ISIS Releases Video Of Ax Terrorist Who Injured 18 On German Train, Claims Responsibility For Attack

On Monday night, a 17-year-old man attacked innocent passengers with an ax and knife on a train in Germany. Witnesses claim that the teen shouted “Allahu Akbar” as he stormed the train at a station on the outskirts of Wuerzburg, in southern Germany. The barbaric attacker jumped off the train after someone pulled the emergency cord. He then attacked a woman with his ax and continued to run away. An officer from a special police unit jumped into action and shot the attacker dead. However, the assailant was able to injure at least 18, four of which are severely wounded.

Images of blood-splattered train cabins and a small pool of blood on the train station platform show a gruesome scene. The hospital in Wuerzburg confirmed that two patients from Hong Kong had suffered life-threatening injuries and were being treated. Approximately 30 passengers were on the train at the time of the barrage and more than a dozen were treated for shock.

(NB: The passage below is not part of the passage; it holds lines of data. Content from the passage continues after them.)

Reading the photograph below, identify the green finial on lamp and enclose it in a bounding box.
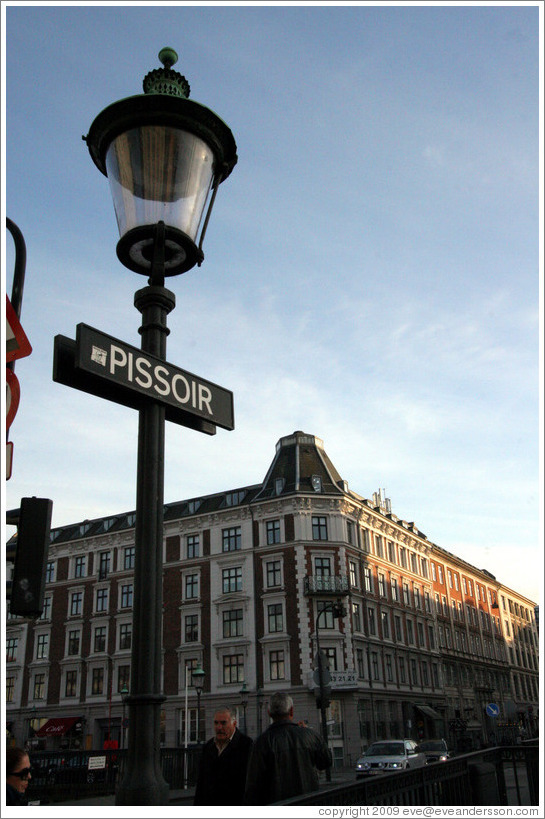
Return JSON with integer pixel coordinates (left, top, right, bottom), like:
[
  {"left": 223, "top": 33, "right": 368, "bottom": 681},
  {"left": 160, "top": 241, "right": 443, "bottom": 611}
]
[{"left": 143, "top": 47, "right": 190, "bottom": 99}]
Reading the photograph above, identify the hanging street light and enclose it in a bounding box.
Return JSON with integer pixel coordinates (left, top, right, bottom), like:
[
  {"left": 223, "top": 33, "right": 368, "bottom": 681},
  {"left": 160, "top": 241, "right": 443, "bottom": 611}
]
[{"left": 81, "top": 48, "right": 237, "bottom": 805}]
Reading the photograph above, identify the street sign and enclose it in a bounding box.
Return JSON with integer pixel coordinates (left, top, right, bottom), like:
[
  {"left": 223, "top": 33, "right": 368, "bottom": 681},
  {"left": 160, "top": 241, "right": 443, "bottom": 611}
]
[
  {"left": 75, "top": 324, "right": 235, "bottom": 430},
  {"left": 6, "top": 295, "right": 32, "bottom": 361}
]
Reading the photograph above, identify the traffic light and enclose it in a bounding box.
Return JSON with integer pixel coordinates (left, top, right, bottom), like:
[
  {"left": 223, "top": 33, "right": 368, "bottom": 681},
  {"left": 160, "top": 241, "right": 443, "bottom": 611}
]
[{"left": 6, "top": 498, "right": 53, "bottom": 617}]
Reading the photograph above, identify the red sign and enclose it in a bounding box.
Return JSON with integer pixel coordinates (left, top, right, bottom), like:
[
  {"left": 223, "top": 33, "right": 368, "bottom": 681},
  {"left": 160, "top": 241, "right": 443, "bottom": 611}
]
[{"left": 6, "top": 294, "right": 32, "bottom": 361}]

ISIS has claimed responsibility for the ghastly ax attack and said the man who carried out the onslaught was one of its fighters.

Amaq news agency, which is the ISIS-run media, released a statement from Islamic State.

“Individual who carried out the ax attack in Germany was a soldier of the Islamic State who executed the operation in response to calls to target nations in the coalition fighting Islamic State.”

ISIL released a two-minute video of the ax-wielding terrorist.

The footage shows the man with a knife and he says, “I’m a soldier of the Caliphate… ISIS will attack you everywhere…in your villages, cities, & airports. I’ll carry out a suicide op in Germany…I’ll fight you so long as I’ve vein that beats & slaughter you.”

In the video, ISIS identified the attacker as Muhammad Riyad. The jihadist is an Afghan refugee, who can be heard in the video speaking Pashto, one of the two official languages of Afghanistan.

German officials went to a foster home in the nearby town of Ochsenfurt where Riyad was staying. They found a hand-painted ISIS flag in his room. A text written in Pashto was also found, said Joachim Herrmann, the interior minister of the state of Bavaria. It showed a strong indication that the teenager “could be a person who had been self-radicalised.” The teenager had gone to the mosque “on special occasions,” Herrmann said, but no-one had noticed any radical behavior.

This comes days after the lone wolf attack in Nice, France.